Organizing them by the first digit or two is probably your best bet.

Ziggy Puff

Registered User

Join date: 15 Jul 2005

Posts: 1,143

01-27-2006 10:32

Thanks.

Introvert Petunia

over 2 billion posts

Join date: 11 Sep 2004

Posts: 2,065

01-27-2006 11:10

There are AV UUID databases out there, which would give you the data that you need. You could then use a frequency analysis to a static Huffman coding of them.

It is not immediately apparent to me if the code size of or time complexity of Huffman in LSL would offset your data savings especially if UUIDs are decently random in which case their compressability should be close to nil.

Yeah, on second thought, your bucketing would probably be more efficient, and you might not even need to hash - just bucket off the first character.

Ziggy Puff

Registered User

Join date: 15 Jul 2005

Posts: 1,143

01-27-2006 11:19

Yeah, I'm not trying to compress data to save memory, just get a decent distribution across the scripts. Though I could set up some elaborate scheme where the back-end scripts report how many entries they're holding, and the front-end script picks the one with the most free memory. But I'd like to start with just distributing them out there and see if I can get a good mix.

While on the topic of saving memory... my DB will be a 'list of lists', where each entry is a smallish string, and each inner list is a list of such strings. I'm thinking that I'll save quite a bit if I maintain this as a 'list of strings', and use my own delimiter inside each 'long string' to separate the individual 'little strings' within it. Thought/comments? I think the list overhead to maintain each 'little string' as an individual list item will be a lot more than a 2-3 character delimiter. And when it's time to parse/add/remove, I can make a temporary list out of the 'long string', perform the operations needed, and then dump it back into a 'long string' to put back in the DB.

I hope that made some sense

Introvert Petunia

over 2 billion posts

Join date: 11 Sep 2004

Posts: 2,065

01-27-2006 11:24

Lists do appear to be far more memory intensive than they ought be. There was a recent post that strings may be too, but probably less so than lists.

With LSL, we're stuck doing a lot of "empirical programming". To paraphrase the mythical Ezhar "what makes LSL interesting is not so much what you can do with it, but in tricking it into doing what you want". Good luck.

Ziggy Puff

Registered User

Join date: 15 Jul 2005

Posts: 1,143

01-27-2006 11:33

Heh... thanks. I'm still pretty much at the prototyping stage, so maybe I'll try it both ways and see how it looks.

Fenrir Reitveld

Crazy? Don't mind if I do

Join date: 20 Apr 2005

Posts: 459

01-27-2006 16:41

I've used "list-like strings" (strings with data seperation delimiter), in fact I posted some code demonstrating this. It works by treating the string as a stack, popping up the most recent "line" and parsing it into a temporary list via llCSV2List*, then adding it back to the end of the string. Just recurse until all N entries are examined/manipulated.

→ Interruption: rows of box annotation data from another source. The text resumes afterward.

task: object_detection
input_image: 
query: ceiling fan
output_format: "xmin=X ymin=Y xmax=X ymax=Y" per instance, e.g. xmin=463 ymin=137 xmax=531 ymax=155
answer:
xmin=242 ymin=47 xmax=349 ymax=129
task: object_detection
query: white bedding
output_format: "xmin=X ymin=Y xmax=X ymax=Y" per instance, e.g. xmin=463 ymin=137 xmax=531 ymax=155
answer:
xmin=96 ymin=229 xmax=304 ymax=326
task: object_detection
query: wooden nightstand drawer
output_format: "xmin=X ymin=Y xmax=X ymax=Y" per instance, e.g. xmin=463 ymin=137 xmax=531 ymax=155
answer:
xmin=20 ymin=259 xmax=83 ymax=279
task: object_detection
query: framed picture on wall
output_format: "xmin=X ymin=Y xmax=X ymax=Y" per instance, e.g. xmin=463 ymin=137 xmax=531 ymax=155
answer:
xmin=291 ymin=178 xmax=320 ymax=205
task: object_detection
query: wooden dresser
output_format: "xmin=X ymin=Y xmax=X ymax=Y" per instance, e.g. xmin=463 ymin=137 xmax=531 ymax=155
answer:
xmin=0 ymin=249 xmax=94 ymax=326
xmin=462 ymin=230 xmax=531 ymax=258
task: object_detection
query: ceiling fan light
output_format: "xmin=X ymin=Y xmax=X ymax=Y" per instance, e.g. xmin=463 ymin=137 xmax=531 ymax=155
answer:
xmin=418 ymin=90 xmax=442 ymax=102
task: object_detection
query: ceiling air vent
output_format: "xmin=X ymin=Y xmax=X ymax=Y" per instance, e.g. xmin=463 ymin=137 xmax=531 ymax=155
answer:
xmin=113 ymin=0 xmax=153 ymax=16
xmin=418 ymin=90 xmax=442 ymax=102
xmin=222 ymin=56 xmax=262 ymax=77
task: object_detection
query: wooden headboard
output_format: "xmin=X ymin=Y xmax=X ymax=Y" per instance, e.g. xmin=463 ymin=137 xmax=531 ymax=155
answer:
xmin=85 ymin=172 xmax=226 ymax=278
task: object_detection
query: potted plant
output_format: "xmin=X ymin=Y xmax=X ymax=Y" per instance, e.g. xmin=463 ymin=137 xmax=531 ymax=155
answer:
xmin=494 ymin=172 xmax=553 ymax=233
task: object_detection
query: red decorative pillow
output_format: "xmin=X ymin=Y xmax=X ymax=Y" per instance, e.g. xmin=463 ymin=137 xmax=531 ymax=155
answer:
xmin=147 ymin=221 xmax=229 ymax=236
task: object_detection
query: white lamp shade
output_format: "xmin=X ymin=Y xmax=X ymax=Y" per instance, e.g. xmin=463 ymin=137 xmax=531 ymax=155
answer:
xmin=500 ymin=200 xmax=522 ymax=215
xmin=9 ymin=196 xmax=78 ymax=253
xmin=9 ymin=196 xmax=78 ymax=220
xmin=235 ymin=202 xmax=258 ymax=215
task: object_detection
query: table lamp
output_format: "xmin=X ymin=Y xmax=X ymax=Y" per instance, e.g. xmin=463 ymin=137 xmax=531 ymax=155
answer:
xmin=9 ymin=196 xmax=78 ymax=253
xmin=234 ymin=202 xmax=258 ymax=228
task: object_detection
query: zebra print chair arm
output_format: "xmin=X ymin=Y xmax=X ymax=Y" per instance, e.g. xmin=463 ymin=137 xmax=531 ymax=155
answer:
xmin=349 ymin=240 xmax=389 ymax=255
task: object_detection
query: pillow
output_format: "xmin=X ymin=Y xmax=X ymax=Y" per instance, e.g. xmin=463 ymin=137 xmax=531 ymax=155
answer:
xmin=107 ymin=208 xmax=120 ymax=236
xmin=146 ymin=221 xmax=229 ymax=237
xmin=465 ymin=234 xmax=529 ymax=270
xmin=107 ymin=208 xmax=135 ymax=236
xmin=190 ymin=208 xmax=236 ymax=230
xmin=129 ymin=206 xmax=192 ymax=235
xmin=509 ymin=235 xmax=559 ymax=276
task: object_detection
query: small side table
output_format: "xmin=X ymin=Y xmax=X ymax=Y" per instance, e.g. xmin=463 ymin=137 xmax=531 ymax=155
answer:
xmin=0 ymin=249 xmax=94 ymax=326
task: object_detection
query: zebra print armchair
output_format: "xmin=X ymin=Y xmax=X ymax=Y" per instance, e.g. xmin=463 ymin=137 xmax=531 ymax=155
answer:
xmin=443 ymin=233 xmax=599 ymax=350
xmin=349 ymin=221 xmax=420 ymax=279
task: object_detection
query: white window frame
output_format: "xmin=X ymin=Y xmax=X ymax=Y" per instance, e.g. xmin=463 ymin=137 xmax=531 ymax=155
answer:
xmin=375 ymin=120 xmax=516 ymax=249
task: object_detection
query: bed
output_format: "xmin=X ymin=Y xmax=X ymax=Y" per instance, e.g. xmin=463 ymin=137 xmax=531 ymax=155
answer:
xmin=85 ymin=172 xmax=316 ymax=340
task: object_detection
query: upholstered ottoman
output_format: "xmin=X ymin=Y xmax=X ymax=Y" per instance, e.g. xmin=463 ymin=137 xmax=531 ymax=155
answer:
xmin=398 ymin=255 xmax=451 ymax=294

It wasn't the most optimal code (I was doing a llGetSubString twice on what could potentially be a very large string), but even so there's not much room for optimization. You're trading execution speed for higher in-script data capacity... ^_^

It's less that strings are memory intensive, but that you have to be careful to remember strings are just pointers. (I was making the assumption that string passing via functions was by-value and saw what I thought was leaky strings.) There is also various issues, such the VM doesn't release memory when you expect it (ie: deallocated when going out of scope, instead of cleared by hand, etc).

I'm having similiar growing pains with my remote vendor system. It's a beast of a system, with six prims and nearly a dozen scripts, all sharing the data and workload. I'm thinking of just scrapping it and just doing the database-related actions externally instead of keeping it all in SL.

*If commas are an issue, you can also use llParseString2List/llDumpList2String instead of the CSV based manipulators.

Ziggy Puff

Registered User

Join date: 15 Jul 2005

Posts: 1,143

01-27-2006 17:18

Sometimes I wonder how many times different SL scripters have tried to solve the same problems

My project isn't a remote vendor, but it looks like some of the problems are pretty similar. I considered going off-world too, but that has its own set of issues.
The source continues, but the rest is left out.